Fakat bir yandan da zaten alım kabiliyetini yitirmiş bir tüketici kitlesine ÖTV başta olmak üzere bir çok yandan zam üzerine zam bindiriyorsunuz. Açlık sınırının daha Mart ayı gelmeden asgari ücreti taciz ettiği bir ortamda da asgari ücretle geçim gerçeğini görmezden geliyorsunuz.

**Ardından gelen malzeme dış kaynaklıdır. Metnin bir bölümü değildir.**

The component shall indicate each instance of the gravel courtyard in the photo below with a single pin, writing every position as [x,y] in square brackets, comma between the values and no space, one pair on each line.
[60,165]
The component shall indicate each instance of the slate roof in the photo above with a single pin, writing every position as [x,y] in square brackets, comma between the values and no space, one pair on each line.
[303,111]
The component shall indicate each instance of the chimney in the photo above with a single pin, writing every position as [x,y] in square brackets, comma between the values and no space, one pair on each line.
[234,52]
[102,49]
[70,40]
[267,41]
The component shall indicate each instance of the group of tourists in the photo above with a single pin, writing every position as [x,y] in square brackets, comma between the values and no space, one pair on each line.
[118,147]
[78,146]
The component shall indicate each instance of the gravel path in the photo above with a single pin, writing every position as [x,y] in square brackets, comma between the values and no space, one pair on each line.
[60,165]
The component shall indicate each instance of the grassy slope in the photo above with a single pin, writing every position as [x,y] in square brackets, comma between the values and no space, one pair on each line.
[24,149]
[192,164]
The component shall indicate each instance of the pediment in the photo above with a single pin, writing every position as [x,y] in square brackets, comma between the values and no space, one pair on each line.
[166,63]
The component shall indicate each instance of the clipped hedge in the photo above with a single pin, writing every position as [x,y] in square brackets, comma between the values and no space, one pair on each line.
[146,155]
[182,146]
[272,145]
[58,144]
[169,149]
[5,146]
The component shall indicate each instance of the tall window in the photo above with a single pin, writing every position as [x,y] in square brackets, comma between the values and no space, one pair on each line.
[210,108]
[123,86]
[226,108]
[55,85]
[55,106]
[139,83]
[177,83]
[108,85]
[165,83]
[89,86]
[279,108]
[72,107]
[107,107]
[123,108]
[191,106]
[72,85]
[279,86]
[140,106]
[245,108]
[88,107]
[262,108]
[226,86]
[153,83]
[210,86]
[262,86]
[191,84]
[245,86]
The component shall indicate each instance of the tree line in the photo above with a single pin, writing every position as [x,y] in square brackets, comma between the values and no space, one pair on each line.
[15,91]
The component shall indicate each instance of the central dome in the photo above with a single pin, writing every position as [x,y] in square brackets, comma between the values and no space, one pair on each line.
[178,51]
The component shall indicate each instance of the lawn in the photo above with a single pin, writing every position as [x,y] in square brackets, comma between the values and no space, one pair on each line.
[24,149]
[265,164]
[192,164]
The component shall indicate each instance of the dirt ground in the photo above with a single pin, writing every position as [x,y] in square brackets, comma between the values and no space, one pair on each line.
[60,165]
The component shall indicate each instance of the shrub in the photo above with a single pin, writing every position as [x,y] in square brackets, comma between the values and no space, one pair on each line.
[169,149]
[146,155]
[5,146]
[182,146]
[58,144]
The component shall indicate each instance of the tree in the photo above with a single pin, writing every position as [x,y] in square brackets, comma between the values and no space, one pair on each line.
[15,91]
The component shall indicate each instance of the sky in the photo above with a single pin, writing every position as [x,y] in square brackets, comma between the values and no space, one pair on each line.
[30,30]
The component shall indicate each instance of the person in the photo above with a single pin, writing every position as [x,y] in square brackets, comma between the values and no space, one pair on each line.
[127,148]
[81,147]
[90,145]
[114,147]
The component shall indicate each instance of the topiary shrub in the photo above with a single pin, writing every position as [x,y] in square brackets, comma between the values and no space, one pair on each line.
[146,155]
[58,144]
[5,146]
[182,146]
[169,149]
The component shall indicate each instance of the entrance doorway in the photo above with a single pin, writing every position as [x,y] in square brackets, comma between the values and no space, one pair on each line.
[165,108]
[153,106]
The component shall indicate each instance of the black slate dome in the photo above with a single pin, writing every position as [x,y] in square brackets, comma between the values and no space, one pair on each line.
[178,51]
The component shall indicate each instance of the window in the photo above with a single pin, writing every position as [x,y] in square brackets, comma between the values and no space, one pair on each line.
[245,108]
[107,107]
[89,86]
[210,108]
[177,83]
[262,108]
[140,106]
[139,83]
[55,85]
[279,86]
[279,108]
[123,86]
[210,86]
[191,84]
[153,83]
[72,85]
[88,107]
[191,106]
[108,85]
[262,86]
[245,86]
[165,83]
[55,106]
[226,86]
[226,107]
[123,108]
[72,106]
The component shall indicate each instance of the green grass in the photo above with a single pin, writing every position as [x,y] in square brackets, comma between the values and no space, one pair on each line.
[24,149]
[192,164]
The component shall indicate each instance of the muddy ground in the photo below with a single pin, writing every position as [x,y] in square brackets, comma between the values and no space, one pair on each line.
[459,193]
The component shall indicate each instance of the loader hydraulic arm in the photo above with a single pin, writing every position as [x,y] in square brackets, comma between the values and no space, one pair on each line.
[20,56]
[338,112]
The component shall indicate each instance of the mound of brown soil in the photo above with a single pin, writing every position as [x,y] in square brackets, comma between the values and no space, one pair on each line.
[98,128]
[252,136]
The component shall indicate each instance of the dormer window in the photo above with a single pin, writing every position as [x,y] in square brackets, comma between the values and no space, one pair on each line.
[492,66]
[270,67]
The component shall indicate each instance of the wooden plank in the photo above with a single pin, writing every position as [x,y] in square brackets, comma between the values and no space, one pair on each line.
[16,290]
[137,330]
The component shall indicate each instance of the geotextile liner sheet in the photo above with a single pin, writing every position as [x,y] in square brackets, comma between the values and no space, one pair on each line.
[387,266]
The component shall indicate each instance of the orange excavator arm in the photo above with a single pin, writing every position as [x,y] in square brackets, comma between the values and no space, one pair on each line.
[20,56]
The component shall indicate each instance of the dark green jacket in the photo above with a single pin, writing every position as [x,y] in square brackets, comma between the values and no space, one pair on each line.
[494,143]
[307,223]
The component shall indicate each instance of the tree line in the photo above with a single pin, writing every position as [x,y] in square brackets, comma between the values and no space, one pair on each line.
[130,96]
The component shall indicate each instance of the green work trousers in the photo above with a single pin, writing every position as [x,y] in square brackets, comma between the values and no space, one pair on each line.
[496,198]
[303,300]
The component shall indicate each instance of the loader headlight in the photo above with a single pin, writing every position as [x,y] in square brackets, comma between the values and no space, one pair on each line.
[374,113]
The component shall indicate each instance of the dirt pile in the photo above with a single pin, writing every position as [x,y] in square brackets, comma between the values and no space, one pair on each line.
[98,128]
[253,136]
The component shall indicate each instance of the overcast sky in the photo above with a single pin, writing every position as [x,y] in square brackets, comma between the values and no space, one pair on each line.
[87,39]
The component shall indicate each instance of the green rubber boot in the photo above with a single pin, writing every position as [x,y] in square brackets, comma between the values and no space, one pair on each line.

Oysa aynı raporun “Türkiye’de Ücret Dağılımı ve Ücretlerin Enflasyona Etkisi” bölümünde durum itiraf ediliyor. Buna göre, “tarım dışı sektörlerde çalışan ücretlilerin yüzde 42,8’i asgari ücret ve altı çalışanlardan oluşuyor. Bu oran sanayi sektöründe yüzde 50, inşaatta yüzde 53,9, hizmetlerde ise yüzde 39,1 olarak hesaplandı. Asgari ücret ve altında ücretle çalışanların oranı en yüksek yüzde 72,2 ile giyim sektöründe kaydedildi. Nitekim konaklama ve yiyecek hizmetlerinde bu oran yüzde 72’ye ulaşıyor.”
Ve bu fotoğraf içerisinde enflasyonu kağıt üzerinde düşürüp, işsizliği besleyecek yanlışları da ekleyip, gelecek sene daha da az zam vermenin hesaplarını yapmaya başladınız öyle mi? Gelecek seneyi bilemem, ama bu sene bu fotoğraftan tüketici sağ çıkmaz. Bir an önce bu yanlış yaklaşımdan dönüp, gerçeklerle yüzleşmesi gereken bir ekonomi yönetimine ihtiyaç var.